Jesus was heading from Judea back to Galilee. Samaria was on the way, sort of. It might look that way with a quick glance at a map. When I personally have been in that region, however, that is not the way we have gone. When travelling between Judea and Galilee, we’ve always gone via the Jordan Valley, using the Jericho Road, which connects that valley with Jerusalem.
It is not too far out of the way, and I suspect for the Jewish drivers that I have been with it is also helpful not to have to go through the middle of the Palestinian areas of the West Bank. It seems that back in Jesus’s day they did the same thing for about the same reason. Just replace the word “Palestinian” in the previous sentence with “Samaritan.” We might think of it as choosing street that goes through our preferred neighborhood if one way is not that much farther than the other.

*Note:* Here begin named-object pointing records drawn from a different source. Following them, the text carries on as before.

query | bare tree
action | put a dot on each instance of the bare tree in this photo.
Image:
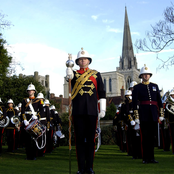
(4, 24)
(161, 37)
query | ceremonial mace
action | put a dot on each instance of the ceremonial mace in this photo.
(69, 63)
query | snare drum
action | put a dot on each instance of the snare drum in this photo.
(35, 129)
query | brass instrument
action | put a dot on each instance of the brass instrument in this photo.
(15, 120)
(4, 122)
(171, 110)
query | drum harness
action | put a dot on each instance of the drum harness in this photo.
(32, 112)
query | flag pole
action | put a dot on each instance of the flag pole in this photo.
(70, 64)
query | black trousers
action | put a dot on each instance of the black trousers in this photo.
(171, 125)
(30, 146)
(85, 127)
(49, 140)
(10, 139)
(1, 138)
(148, 131)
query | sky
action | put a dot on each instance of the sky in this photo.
(45, 31)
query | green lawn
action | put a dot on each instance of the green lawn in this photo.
(108, 160)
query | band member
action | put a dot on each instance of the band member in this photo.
(117, 127)
(43, 120)
(148, 95)
(2, 117)
(47, 114)
(21, 133)
(58, 127)
(30, 107)
(135, 131)
(87, 88)
(169, 116)
(51, 130)
(17, 132)
(127, 113)
(10, 129)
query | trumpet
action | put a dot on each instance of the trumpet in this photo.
(4, 122)
(15, 120)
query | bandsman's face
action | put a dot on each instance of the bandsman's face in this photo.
(31, 93)
(172, 96)
(83, 62)
(145, 77)
(10, 105)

But Jesus “had to pass through Samaria.” The chapter tells us why as we read the story. He needed to have a conversation with a certain woman. Before it ends, he introduces himself to her as the Messiah (4:25-26). Speaking to his disciples, Jesus adds the somewhat cryptic remark, “Jesus said to them, “My food is to do the will of him who sent me and to accomplish his work” (4:34). That is why he had to pass through Samaria.
Doing the will of God is not always the most convenient thing. There may be other options. But Jesus knew how important it was to do the Father’s will. When planning our day, efficiency is not the only thing we should consider. We should wonder who we might get to talk to or what we might accomplish if we remain open to the Holy Spirit’s leading – that is, open to the Father’s will. It might not be obvious at first.
In Christ’s case, we can assume this is what he always did. In our case, it might be something we need to start. We might need to change our routine a little on a certain day. There might be a woman waiting for us at a well who needs to hear about living water.